Defense News in Brief: U.S. Sixth Fleet Establishes Naval Amphibious Forces Europe Supporting Fully Integrated Navy-Marine Operations and Experimentation

Source: United States Navy

U.S. Sixth Fleet stood up Task Force 61 Naval Amphibious Forces Europe/ 2d Marine Division (TF-61/2) to synchronize command and control of deployed Navy and Marine Corps amphibious forces and advance the integrated Marine Corps capability in the Sixth Fleet area of operations (AOO) on March 16, 2022.

Marines and Sailors from II Marine Expeditionary Force (II MEF), led by Maj. Gen. Francis Donovan, commanding general of 2d Marine Division (2dMarDiv), arrived in Naples, Italy, as members of the newly-formed Task Force.

“Task Force 61/2 embodies the traditional relationship between the Marine Corps and Navy, credible combat-ready forces poised to support our NATO Allies and Partners when called,” said Donovan. “A naval amphibious force commander consolidates the Blue-Green team across U.S. Sixth Fleet and enables experimentation of the Marine Corps concepts outlined by the Commandant of the Marine Corps.”

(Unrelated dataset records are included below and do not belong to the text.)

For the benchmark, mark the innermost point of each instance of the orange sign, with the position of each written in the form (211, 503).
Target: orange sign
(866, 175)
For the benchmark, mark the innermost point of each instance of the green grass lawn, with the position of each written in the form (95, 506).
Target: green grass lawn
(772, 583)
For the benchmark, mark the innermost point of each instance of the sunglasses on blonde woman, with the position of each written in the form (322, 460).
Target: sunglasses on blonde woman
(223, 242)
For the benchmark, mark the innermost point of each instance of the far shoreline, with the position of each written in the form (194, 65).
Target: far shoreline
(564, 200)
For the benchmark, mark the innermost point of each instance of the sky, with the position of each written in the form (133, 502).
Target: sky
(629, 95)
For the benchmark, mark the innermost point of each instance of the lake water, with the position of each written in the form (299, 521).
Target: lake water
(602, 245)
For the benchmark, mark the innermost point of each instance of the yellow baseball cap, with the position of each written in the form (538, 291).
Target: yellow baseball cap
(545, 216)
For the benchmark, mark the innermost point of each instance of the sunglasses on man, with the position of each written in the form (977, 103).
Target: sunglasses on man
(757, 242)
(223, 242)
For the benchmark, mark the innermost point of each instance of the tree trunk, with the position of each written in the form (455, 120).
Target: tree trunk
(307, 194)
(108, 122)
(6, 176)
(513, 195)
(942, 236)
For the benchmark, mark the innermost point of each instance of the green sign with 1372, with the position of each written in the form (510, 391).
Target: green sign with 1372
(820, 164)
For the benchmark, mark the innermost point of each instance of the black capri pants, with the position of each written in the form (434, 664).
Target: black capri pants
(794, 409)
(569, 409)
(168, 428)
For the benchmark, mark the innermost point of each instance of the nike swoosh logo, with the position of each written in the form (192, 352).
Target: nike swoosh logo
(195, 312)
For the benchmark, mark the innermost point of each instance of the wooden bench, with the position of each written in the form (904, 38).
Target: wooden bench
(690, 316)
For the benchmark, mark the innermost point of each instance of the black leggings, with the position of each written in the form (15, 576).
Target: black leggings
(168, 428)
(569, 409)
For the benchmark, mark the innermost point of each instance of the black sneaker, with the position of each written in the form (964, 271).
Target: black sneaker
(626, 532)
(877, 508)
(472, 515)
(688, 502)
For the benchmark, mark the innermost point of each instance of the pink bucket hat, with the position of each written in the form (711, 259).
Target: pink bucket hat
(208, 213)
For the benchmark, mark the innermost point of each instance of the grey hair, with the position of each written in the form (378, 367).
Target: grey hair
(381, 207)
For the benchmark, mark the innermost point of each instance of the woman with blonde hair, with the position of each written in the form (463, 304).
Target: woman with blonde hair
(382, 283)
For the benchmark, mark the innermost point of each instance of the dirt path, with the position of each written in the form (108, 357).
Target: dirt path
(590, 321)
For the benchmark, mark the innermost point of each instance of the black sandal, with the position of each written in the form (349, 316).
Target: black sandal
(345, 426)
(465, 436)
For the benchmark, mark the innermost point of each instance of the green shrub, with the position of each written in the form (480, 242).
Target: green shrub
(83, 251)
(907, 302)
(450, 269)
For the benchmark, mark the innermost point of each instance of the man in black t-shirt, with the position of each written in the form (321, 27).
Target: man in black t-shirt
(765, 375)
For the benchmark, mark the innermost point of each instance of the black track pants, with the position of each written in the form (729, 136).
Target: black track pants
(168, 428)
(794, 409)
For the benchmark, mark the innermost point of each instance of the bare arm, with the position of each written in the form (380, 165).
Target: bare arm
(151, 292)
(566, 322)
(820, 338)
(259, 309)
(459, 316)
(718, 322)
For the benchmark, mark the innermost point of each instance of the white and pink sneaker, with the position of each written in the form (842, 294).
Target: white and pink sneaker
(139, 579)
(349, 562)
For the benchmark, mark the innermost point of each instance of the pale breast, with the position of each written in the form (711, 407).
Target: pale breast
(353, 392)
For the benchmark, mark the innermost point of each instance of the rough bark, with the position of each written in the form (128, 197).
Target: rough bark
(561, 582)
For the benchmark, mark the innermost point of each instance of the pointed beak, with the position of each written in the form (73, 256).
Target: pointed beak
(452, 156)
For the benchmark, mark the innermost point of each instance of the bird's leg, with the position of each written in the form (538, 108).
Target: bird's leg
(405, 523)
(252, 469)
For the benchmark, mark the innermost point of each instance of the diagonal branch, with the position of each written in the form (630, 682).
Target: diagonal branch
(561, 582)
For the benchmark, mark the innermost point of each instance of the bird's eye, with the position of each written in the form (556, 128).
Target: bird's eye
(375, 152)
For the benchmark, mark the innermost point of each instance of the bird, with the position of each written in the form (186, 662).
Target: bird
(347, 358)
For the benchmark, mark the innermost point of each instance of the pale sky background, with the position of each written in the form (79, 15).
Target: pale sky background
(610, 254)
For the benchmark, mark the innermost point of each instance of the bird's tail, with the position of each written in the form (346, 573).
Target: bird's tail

Task Force 61/2 aligns multiple existing deployed forces under the Naval Amphibious Force commander; deployed amphibious ready groups (ARG), Marine expeditionary units (MEU), and reconnaissance and counter-reconnaissance (RXR) forces. They will oversee a wide range of integrated operations, from ARG-MEU operations, port visits and exercises, to contingency planning and RXR operations.  

Beyond command-and-control synchronization within the fleet, the task force operationalizes Marine Corps forces critical new concepts through training and experimentation, providing naval and joint force commanders with dedicated multi-domain reconnaissance and counter-reconnaissance (RXR) capabilities. TF-61/2 is executing the Commandant of the Marine Corps’ Concept for Stand-in Forces (SIF) to generate small, highly versatile units that integrate Marine Corps and Navy forces.  

At the Defense Program’s Conference on March 9, Marine Corps Commandant Gen. David Berger explained how “Force Design for us, is enhancing the capabilities for naval expeditionary warfare in actively contested spaces wherever those spaces might be … Force Design, for us, is going to enable us to operate to fight, to win, in an even more diverse set of circumstances, regions, scenarios, than we can today.” 

TF-61/2’s establishment embodies a shift in II MEF support to a fleet or joint commander in accordance with Force Design. Operationalizing these integrated concepts, capabilities, and doctrine demonstrates Marines are a naval expeditionary force-in-readiness, capable of identifying and deterring malign behavior and, when necessary, fighting inside our adversary’s engagement zone to support numbered fleet commanders’ operations.  

“Even more important, even more relevant is what they do to support naval operations,” said Gen. Berger at the Defense Program’s Conference. “For example, Eastern Mediterranean – right now, while we’re sitting here in this room, there’s experiments going on between 2d Marine Division and 6th Fleet. They have demonstrated that Marines can track adversary ships with targeting level fidelity. We’ve even been able to contribute to anti-submarine warfare in the Mediterranean – unheard of, unthinkable for the Marine Corps five years ago. This fundamentally changes the game.” 

U.S. Sixth Fleet, headquartered in Naples, Italy, conducts the full spectrum of joint and naval operations, often in concert with Allied and interagency Partners, in order to advance U.S. national interests and security and stability throughout Europe and Africa.